Medie's writing is a delight, and she examines a spectacular array of themes around different facets of power, responsibility, prejudice, systemic racism, corruption, and culture shock through the stories of these two women, via intelligent plotlines far too complex to delve into in a short review - especially given their geographical locations in societies that are both broken in a number of profound ways. 

But what really pulls you into this novel, and keeps you turning the pages all the way to surprise conclusion, is how Medie writes about the far more intimate details of the shifting relationship between the two women.
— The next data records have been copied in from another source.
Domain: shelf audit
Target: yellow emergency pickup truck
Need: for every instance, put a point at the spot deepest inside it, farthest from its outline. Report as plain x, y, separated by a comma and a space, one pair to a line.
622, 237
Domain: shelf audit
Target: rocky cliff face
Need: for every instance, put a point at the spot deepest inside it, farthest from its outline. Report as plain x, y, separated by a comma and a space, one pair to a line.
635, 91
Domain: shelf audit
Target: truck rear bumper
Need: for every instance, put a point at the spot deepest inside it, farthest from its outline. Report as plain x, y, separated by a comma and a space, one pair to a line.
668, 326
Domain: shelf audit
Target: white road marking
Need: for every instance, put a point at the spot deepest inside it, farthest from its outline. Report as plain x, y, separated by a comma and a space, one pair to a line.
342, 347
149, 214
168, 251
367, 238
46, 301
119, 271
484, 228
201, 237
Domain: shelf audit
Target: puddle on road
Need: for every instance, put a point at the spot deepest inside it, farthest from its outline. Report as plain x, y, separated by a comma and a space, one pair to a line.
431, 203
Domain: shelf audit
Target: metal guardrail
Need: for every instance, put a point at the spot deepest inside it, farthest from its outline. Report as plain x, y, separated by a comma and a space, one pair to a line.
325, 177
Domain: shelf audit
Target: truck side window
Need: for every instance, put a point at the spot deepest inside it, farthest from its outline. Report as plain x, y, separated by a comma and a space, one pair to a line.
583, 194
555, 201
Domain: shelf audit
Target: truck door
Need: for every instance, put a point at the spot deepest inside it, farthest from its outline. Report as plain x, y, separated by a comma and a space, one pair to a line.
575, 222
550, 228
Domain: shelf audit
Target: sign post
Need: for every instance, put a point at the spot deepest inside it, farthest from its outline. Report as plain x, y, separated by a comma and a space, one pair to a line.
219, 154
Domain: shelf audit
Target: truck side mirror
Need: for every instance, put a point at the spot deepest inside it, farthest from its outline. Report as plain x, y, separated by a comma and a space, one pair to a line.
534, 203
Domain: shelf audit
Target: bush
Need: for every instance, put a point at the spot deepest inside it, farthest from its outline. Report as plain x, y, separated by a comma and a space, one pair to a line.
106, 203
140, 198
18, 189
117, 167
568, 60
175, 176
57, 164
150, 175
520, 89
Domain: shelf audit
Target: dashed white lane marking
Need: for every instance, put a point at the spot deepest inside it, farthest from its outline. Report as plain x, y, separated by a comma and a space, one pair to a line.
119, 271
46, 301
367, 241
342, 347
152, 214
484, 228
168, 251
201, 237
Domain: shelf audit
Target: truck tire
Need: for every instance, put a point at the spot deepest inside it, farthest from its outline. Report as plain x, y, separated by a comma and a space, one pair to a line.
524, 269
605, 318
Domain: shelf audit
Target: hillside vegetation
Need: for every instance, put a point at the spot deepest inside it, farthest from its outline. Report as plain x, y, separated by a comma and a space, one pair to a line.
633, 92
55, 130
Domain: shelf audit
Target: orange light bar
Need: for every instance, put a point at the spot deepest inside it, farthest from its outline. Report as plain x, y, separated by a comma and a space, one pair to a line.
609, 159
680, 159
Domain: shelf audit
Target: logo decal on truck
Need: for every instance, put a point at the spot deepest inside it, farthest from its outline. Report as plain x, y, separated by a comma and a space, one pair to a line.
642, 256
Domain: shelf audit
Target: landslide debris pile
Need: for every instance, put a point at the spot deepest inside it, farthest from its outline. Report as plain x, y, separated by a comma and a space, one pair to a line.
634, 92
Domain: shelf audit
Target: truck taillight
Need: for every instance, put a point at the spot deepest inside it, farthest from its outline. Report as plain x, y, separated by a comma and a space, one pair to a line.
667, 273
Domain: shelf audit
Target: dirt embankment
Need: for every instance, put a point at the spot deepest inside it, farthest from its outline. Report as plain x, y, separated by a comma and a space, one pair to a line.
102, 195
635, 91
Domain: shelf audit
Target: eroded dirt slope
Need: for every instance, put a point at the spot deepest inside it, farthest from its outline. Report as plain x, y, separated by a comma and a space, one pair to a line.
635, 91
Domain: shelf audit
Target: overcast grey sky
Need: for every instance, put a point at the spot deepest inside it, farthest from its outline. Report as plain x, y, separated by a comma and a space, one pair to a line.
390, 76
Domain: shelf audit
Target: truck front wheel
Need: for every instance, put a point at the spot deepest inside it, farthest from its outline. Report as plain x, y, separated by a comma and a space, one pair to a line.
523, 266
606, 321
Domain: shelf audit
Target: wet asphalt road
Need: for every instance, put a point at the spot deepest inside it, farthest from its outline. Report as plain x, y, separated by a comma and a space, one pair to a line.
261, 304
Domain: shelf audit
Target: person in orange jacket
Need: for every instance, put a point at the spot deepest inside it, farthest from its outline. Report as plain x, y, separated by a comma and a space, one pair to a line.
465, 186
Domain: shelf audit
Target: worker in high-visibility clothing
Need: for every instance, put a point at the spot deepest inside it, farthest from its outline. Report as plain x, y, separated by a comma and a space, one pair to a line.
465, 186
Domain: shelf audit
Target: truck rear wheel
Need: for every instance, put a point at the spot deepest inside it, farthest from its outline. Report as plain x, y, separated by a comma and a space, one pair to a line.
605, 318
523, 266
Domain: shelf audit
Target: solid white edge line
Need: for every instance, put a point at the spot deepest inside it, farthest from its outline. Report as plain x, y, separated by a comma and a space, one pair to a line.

She beautifully explores how the tangled threads of close female friendship can be divided by complicated family dynamics and the rawness of perceived slights, and then bound tightly back together by shared experiences of trauma. 

This is a fascinating book, full of cultural detail about Ghana. Medie immerses you completely in the lives of each of these women in turn and leaves you to make up your own mind about the rights and wrongs of their actions and what happened between them, although it is Selasi's astonishing strength of character that shines out for me. 

Like any book that addresses weighty issues there are no easy answers when it comes to the shape of the future they face at its conclusion, but I think Medie makes the right choices about where this story goes, and she leaves you with some interesting things to ponder about fighting against pressure to remain silent about abuse and corruption. I thoroughly enjoyed it.  

Nightbloom is available to buy now in hardcover, ebook and audio formats.

Thank you to Oneworld for sending me a copy of this book in return for an honest review.

About the author:

Peace Adzo Medie’s debut novel, His Only Wife, was a New York Times Book Review Editors' Choice, a New York Times Notable Book of 2020, and a Time Magazine Must-Read Book of 2020. It was also a Reese’s Book Club pick. Her book, Global Norms and Local Action: The Campaigns to End Violence Against Women in Africa, was published by Oxford University Press in 2020. 

She has won numerous awards for her scholarship and has held several fellowships, including the Oxford-Princeton Global Leaders Fellowship. She holds a PhD in public and international affairs from the University of Pittsburgh and a BA in geography from the University of Ghana.